How Did Jorge Posada Become A First-Ballot Hall Of Fame Washout?

Photo via Getty
Photo via Getty

Amid the arguing over this year’s Hall of Fame, one of the weirder potential results involves no argument at all. Unless there’s a dramatic and unexpected late break in the voting, Jorge Posada—who as of this afternoon appeared on 10 of 239 known ballots in the ballot tracker—is going to miss the five percent cutoff and be bounced from Hall of Fame consideration in his first year of eligibility.


Did Jorge Posada truly have no Hall of Fame case at all? He wasn’t Johnny Bench, sure. He was, however, a very good player at a valuable position on often-great teams, for a long time. He played 17 years, almost entirely at catcher, and finished with a slash line of .273 / .374 / .474, good for an OPS+ of 121. Twice in his career, despite playing on rosters loaded up with high-priced sluggers, he led all Yankees position players in WAR; in 2000, he was the best player on a championship team.

Catchers have generally struggled to put up counting-stat totals that impress Hall of Fame voters, and Posada’s 275 homers and 1,664 hits are not inherently dazzling.

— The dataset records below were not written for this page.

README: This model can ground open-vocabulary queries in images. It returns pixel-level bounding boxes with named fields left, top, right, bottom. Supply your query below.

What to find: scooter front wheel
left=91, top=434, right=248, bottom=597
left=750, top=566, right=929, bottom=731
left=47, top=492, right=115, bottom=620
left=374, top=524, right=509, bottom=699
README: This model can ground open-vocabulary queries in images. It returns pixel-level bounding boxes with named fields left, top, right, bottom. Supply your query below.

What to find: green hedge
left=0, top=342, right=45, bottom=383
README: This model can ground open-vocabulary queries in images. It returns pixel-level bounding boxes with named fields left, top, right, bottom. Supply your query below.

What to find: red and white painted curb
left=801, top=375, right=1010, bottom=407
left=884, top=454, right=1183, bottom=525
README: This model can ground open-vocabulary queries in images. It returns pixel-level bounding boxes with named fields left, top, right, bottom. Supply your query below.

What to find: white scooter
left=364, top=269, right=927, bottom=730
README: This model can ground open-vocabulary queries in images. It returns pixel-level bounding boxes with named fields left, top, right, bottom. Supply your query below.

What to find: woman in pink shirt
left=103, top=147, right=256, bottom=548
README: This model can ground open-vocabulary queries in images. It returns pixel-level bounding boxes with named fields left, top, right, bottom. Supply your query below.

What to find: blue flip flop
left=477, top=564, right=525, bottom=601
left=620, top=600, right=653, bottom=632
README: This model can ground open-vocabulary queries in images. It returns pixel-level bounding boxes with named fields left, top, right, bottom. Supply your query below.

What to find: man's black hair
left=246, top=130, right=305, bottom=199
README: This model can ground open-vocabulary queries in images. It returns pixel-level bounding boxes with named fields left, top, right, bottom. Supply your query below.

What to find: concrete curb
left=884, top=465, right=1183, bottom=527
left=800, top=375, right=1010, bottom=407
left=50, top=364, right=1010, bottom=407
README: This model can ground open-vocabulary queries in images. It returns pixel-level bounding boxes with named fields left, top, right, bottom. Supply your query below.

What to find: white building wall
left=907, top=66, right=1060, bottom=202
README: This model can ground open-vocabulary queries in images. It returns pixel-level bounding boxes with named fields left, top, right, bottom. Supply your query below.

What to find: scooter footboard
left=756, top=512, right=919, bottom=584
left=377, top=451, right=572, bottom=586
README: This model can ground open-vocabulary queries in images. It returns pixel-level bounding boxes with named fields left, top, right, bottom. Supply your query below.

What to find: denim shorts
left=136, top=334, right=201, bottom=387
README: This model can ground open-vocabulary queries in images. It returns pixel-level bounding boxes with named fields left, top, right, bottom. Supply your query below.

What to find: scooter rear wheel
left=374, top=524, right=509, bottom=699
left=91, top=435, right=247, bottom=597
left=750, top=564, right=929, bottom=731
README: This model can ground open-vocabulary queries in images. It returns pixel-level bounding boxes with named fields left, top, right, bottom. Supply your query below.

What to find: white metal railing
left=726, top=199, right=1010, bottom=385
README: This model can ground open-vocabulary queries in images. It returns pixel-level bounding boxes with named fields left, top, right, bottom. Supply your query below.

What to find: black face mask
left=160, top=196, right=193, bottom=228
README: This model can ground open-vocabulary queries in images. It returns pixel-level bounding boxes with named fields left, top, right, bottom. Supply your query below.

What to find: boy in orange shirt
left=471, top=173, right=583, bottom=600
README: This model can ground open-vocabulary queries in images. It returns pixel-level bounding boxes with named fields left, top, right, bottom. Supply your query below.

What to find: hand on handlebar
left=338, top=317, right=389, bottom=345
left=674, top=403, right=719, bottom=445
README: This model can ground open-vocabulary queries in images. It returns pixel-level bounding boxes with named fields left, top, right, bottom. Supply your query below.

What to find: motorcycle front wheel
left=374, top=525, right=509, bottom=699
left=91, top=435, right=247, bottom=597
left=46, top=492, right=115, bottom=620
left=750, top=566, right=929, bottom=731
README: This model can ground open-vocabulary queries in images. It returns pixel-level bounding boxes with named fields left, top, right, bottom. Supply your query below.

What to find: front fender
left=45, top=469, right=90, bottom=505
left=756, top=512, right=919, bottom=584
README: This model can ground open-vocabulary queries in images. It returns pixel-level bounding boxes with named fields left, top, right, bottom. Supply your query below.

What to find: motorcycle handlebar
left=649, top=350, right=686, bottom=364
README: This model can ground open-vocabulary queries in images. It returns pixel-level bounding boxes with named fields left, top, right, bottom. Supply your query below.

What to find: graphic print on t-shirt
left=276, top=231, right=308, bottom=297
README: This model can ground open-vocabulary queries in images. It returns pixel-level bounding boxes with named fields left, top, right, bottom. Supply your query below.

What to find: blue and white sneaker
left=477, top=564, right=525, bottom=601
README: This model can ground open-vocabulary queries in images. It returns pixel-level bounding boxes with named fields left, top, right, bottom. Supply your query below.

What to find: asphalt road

Even so, ballplayers—and, notably, Yankees—have gotten into the Hall with worse numbers on their resumes. For the old-fashioned voter uninterested in positional analytic adjustments, there’s still the matter of his four championship rings to consider.

Yet nobody is considering anything. A core player of the last Yankees dynasty appears to be headed for the one-and-done cull pile with the likes of Shawn Green or Vinny Castilla.

Even if you loathe the Yankees—and by “you,” I mean “I”—it’s a little confounding. By multiple measures of Hall of Fame likelihood, Posada’s chances come out just a bit below the average for enshrinees. Of the 10 players whose careers are rated by Baseball Reference as most similar to Posada’s, four are in the Hall.

Once upon a time, someone with a profile like that would have gotten a decent chunk of votes—nowhere close to the necessary 75 percent, certainly not on the first ballot, but measurable. Enough to come back the next year, and the year after that, while small-Hall and large-Hall partisans used him to make their cases about where the cutoff between very-goodness and greatness should fall.

But this is the crowded-ballot era, where the fights are about steroids and the character clause and which of the accomplishments of the most accomplished players in baseball history are to be regarded as real. When roughly three-quarters of voters are busy saying no to Manny Ramirez, so that they can then explain why they said no to Manny Ramirez, there’s no time left to discuss a mere baseball question like Jorge Posada.